Janielle Josephs

Personal information
- National team: Jamaica
- Born: 3 October 2000 (age 25) Kingston, Jamaica
- Education: St Andrew High School University of Minnesota

Sport
- Sport: Athletics
- Events: 200 metres 400 metres
- University team: Minnesota Golden Gophers

= Janielle Josephs =

Jamaican athlete (born 2000)

Janielle Josephs (born 3 October 2000) is a Jamaican track and field athlete who specialises in the 200 metres, 400 metres and 4 × 400 metres relay events. In 2018, she won the bronze medal in the 4 x 400 metres at the 2018 IAAF World U20 Championships.

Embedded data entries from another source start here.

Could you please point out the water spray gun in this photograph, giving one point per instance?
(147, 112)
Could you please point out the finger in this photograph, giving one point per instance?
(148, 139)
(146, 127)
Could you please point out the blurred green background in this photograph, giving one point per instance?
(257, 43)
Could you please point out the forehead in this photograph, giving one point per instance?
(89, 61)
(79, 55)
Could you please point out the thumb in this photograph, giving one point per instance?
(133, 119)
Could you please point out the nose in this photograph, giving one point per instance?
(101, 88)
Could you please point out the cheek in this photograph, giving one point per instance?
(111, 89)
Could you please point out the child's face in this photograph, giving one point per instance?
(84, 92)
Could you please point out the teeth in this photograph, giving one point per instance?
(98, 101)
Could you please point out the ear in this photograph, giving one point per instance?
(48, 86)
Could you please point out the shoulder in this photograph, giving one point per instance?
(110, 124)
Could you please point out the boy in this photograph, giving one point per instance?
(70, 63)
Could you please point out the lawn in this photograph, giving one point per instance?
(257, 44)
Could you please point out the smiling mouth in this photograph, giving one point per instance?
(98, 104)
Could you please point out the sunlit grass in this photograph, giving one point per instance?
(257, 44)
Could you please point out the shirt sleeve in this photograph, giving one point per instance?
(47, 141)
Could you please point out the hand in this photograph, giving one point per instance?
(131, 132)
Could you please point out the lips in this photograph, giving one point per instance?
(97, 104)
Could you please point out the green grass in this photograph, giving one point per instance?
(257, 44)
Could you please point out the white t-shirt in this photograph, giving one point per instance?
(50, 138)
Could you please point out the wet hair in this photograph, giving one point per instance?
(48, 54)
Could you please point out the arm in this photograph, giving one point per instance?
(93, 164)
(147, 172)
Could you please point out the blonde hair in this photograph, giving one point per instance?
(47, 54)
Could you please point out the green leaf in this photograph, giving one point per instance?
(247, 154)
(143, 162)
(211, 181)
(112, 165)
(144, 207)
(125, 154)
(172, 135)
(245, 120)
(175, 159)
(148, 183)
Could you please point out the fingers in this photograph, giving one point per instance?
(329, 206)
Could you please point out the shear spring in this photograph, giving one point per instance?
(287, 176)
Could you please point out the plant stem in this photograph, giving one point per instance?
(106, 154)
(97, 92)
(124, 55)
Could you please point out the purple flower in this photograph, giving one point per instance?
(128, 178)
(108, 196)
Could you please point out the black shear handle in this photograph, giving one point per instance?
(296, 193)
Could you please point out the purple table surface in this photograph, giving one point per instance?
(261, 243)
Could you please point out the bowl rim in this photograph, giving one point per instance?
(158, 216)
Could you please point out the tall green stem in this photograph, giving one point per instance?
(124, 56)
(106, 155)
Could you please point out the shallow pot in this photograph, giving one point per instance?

== Early life and education ==
Janielle Josephs was born on 3 October 2000 in Kingston, Jamaica to Garnett Josephs and Edweena Roberts. Josephs started competing in athletic events after her mother noticed her affinity for running and encouraged her to participate. Josephs enjoyed several of her sixth form subjects but she said that she got involved in running initially because she "wanted to miss school". She attended St Andrew High School for Girls in the parish of Saint Andrew. While at the school, she won both the 200 and 400 metres races at the Digicel Anthrick Corporate Area Championship. In the latter, she was awarded $25,000 after she broke Tiffany James' existing record with a time of 55.15 seconds.

After graduating from high school in 2019, she began attending the University of Minnesota and competing for their college team Minnesota Golden Gophers. In her freshman year, she was named the Big Ten Freshman of the Year.

== Career ==
In 2018, Josephs competed for Jamaica at the CARIFTA Games in Nassau, where she ran the 4x400m relay and won bronze in the 400 metres. The same year, Josephs won another bronze medal in the 4 x 400 metres at the 2018 IAAF World U20 Championships, and placed second in the Under-20 400 metres at the 2018 JAAA National Junior Championships.

In April 2026, she was selected to be a part of the Jamaican 4 x 400 metres team at the World Athletics Relays in Gaborone the following month. Achieving their season best with a time of 3:27.19, the team finished fifth in Heat 1 and failed to advance. Also in May, Josephs was the runner-up in the 400 metres in the JAAA Puma Meet Two with a time of 53.62.